A crucial premise of conversation is that it requires effort from both the speaker and the listener. As listener, the more we push away our own thoughts to better allow in the words of the speaker, even remaining calm and silent through a pause, the more surprised both speaker and listener may be at the ideas that surface. Conversation can then transition from knowing what the speaker will say and planning a response to an open, receptive mind that listens with curiosity rather than assumption.
In some ways, the art of listening can be compared to an invitation for bids (IFB) and a request for proposals (RFP). With an IFB, we know the requirements and are looking (or listening) only for the best price. With an RFP, we may know what we wish to achieve, but we may not know how to get there. We are curious to know the proposer’s approach.
Context, i.e., the environment, situation, associated words and concepts, or experience, give meaning to words. This meaning contributes to communication. When the art of listening is integrated into communication, innovation is possible.

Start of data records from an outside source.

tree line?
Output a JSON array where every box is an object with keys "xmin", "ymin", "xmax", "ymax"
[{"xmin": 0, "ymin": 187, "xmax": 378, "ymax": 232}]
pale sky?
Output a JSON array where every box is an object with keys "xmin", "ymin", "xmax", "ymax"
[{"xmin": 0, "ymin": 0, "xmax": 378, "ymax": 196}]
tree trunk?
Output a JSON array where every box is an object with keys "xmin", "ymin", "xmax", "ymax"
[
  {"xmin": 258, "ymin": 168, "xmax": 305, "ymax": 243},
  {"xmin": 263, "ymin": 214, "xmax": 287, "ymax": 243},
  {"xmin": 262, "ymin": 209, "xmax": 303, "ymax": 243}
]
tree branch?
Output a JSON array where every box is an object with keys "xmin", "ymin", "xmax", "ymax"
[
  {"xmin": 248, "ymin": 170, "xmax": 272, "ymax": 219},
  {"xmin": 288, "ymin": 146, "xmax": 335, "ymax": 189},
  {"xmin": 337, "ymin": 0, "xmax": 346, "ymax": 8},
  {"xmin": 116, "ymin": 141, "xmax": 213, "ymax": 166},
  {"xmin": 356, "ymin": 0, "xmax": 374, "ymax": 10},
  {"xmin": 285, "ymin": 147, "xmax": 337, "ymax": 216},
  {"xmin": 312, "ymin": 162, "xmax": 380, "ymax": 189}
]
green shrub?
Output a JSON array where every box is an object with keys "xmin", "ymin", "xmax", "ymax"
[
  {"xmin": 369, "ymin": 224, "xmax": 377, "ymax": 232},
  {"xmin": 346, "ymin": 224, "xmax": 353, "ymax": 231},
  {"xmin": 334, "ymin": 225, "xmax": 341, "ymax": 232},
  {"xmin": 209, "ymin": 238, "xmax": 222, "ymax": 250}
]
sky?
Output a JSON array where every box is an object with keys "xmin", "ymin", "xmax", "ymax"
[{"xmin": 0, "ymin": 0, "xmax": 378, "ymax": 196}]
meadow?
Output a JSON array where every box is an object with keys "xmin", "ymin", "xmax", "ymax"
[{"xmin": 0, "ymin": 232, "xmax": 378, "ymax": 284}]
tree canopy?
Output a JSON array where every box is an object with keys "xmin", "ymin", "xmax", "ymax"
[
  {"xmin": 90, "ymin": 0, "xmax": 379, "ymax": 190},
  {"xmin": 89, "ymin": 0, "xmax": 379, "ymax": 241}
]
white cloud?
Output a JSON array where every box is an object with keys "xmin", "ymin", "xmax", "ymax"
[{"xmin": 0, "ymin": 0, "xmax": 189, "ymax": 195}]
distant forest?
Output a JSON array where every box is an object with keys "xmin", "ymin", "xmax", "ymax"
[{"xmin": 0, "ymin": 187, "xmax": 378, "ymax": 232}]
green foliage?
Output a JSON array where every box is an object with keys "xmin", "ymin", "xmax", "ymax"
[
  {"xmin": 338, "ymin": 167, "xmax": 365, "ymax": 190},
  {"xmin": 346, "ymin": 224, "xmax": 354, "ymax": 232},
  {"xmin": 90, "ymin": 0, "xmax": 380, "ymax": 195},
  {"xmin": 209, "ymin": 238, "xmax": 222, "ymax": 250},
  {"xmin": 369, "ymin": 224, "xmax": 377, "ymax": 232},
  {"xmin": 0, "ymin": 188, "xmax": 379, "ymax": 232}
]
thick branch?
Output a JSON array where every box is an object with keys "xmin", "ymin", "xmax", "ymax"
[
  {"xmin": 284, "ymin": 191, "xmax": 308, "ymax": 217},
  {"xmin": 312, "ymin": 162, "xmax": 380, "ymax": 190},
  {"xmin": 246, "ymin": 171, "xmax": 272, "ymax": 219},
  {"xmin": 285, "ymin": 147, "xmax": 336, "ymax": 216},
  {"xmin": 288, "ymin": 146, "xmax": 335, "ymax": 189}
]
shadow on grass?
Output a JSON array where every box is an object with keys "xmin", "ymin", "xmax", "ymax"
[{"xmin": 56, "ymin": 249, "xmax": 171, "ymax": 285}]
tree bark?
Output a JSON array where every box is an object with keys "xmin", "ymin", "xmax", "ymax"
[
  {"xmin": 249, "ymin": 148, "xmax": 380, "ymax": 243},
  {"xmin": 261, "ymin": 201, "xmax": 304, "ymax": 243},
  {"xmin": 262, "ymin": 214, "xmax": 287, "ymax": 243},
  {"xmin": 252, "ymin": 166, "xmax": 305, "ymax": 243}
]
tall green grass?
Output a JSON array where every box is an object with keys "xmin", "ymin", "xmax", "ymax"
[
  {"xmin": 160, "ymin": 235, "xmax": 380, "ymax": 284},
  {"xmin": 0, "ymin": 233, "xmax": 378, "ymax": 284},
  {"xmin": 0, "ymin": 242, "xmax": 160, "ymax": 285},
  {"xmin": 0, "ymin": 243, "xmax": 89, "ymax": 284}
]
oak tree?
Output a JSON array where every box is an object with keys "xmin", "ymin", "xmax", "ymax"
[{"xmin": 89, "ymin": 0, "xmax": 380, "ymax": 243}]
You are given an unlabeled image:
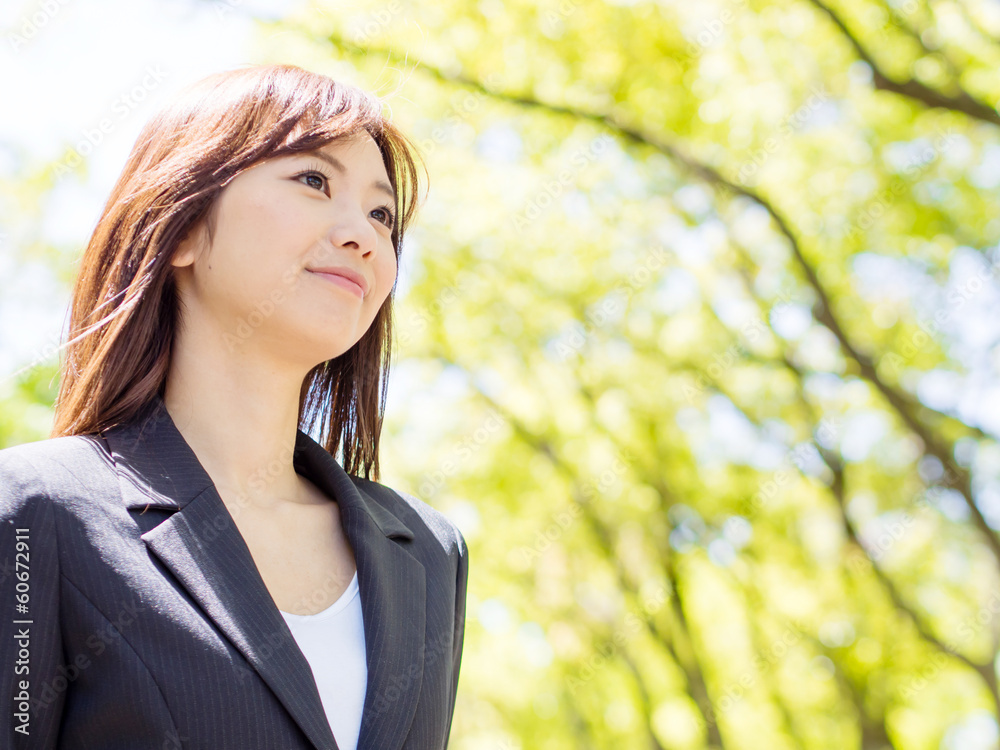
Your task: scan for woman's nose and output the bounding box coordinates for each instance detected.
[326,203,378,254]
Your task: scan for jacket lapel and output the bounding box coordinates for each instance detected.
[100,394,426,750]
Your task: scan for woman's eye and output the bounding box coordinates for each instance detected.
[297,170,328,193]
[371,206,396,229]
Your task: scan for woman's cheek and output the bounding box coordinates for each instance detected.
[374,257,395,302]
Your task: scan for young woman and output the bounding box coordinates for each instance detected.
[1,63,468,750]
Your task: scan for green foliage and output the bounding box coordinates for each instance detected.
[263,1,1000,746]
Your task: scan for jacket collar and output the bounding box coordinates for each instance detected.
[100,393,426,750]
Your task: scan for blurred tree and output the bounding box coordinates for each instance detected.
[0,157,68,446]
[252,0,1000,747]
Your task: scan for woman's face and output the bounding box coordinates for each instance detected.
[171,131,398,366]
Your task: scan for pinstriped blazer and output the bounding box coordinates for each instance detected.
[0,393,469,750]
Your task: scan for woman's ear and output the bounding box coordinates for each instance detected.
[171,216,211,269]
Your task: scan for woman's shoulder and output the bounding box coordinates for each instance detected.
[0,433,114,510]
[349,475,468,558]
[0,432,111,474]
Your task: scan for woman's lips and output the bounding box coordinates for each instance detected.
[308,270,364,298]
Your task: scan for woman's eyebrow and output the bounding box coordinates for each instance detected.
[300,148,396,202]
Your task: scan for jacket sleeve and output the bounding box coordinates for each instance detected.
[0,451,66,749]
[443,525,468,749]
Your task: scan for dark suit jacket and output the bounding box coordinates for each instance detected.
[1,394,469,750]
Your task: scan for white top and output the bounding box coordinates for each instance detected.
[279,570,367,750]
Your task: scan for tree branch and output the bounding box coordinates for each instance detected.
[323,30,995,447]
[804,0,1000,125]
[696,354,1000,719]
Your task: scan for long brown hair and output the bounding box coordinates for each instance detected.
[50,63,423,481]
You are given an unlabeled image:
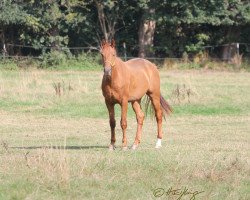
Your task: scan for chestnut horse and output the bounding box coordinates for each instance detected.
[100,40,172,150]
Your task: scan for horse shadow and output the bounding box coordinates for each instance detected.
[11,145,107,150]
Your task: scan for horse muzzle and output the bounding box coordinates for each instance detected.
[104,66,112,76]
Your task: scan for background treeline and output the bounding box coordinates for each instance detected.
[0,0,250,64]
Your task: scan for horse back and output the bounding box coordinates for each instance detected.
[125,58,156,69]
[124,58,160,100]
[125,58,159,78]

We know from homonyms, words that are spelled and pronounced the same, but have different meanings, that context can determine the meaning of a word. “Table” can mean a stable piece of furniture or a motion to set aside an agenda item. There are also homographs, words with the same spelling but a different sound and meaning. Sow is what farmers do with seeds in the spring or it’s the mother of piglets. Within your entity, SOW may mean Scope of Work or Statement of Work. “Bid” may mean a solicitation, response, or the action taken to issue a solicitation or offer a response. Without context and a history of how the terms are used, confusion can result. Just as the vocabulary of a child grows as they are exposed to new words and concepts, so, too, does the language of procurement expand as the profession incorporates new methods, skills, and processes. With each new word such as best value, the concept and processes associated with the term are added to the knowledge of the practitioner and the profession. As entities and their stakeholders become more global and varied, the importance of accurate and consistent use of a professional language increases.
The success of a procurement relies in great part on communication. When we truly listen, we acknowledge the speaker and give them the gift of our attention. Ideally, we create a conducive, relaxed environment for the speaker. When conducting market research or hosting demonstrations, we want to listen carefully to learn what’s available and how the supplier sees their product as addressing entity needs. Specifications, too, will more accurately reflect requirements when we offer our customer, the end user, sufficient time, space, and attention to tell us how a product is used or what they must achieve to support their mission. Clarifying questions should be asked when necessary, but in a way that minimizes interruptions and contributes to the speaker’s ease. How many times have protests been avoided just by the procurement professional listening and letting the supplier vent? Experiment with turning assumptions into questions. When you find yourself thinking, “I know where she’s going with this,” turn that thought into “I wonder where she’s going with this.”
Assumptions and expectations define many of our conversations. We come to a meeting with an agenda of prepared items and an assumption of who will speak and who will not. The words we use trigger expectations. If we refer to “bid,” the listener conjures up low price and known requirements while proposals may suggest best value. When we leave assumptions and expectations behind, innovation can emerge. Try it. You may be surprised.
Lisa Premo, NIGP global practices manager, collaborates with public procurement practitioners and academics to conduct research and develop useful guidance on public procurement topics.